Data deduplication continues to be one of the hot topics across IT for reducing operational costs associated with managing and protecting data. Gartner predicts that by 2012, deduplication technology will be applied to 75 percent of all backups. While this technology will continue to demonstrate tremendous benefit in backup, it is evolving into a disruptive technology across all tiers of storage. Deduplication alone is not a panacea for all storage challenges. Rather, it will increasingly become a critical feature driving the evolution of all data management and protection tasks.
Here are 10 “must-knows” that IT professionals should understand when considering deployment of a data deduplication solution.
1. Data deduplication offers disruptive reduction in the cost of physical storage.
As the amount of data organizations must manage grows exponentially, companies are spending more resources managing and protecting multiple copies of data. To reduce the storage footprint, deduplication technologies systematically examine data sets, storing references to unique data items rather than storing physical copies.
Unlike other reduction technologies, true deduplication technologies are not limited to examining past versions of particular data sets.
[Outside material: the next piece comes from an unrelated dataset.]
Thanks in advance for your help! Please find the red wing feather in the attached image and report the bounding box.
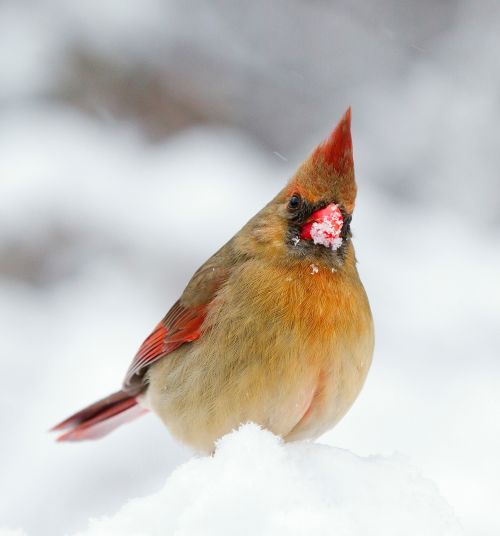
[123,300,207,391]
[52,236,233,442]
[53,300,210,441]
Instead, redundancy checks are performed against ALL ingested data to maximize potential reduction ratios. Depending on the type of data and storage policies, deduplicating systems can reduce the physical storage needed by a factor of 20x or more when compared to conventional storage systems.
2. Data deduplication offers disruptive reduction in the cost of data transfer.
As data is moved between deduplicating storage systems, transfers of redundant data sets can be largely eliminated. Deduplication systems maintain block level “fingerprints” that can be efficiently negotiated between endpoints to filter out data already shared so that only unique items need be transferred.
The transfer reductions attainable from the use of deduplication-optimized transfers generally are of the same order as physical storage reductions: 20x or more. Deduplication-optimized transfers will become increasingly critical to all data protection and management tasks moving forward.
3. Data deduplication differs from older data reduction technologies.
Because deduplication has become the industry buzz, clever marketing has re-cast compression, byte differential and even file-level single instancing as deduplication technology. However, true deduplication technologies exhibit a couple of key differentiating traits. First, the scope of deduplication reduction is not limited to a single data set or versions of that data set. Rather, each data set is deduplicated against all other stored data, regardless of type or origin.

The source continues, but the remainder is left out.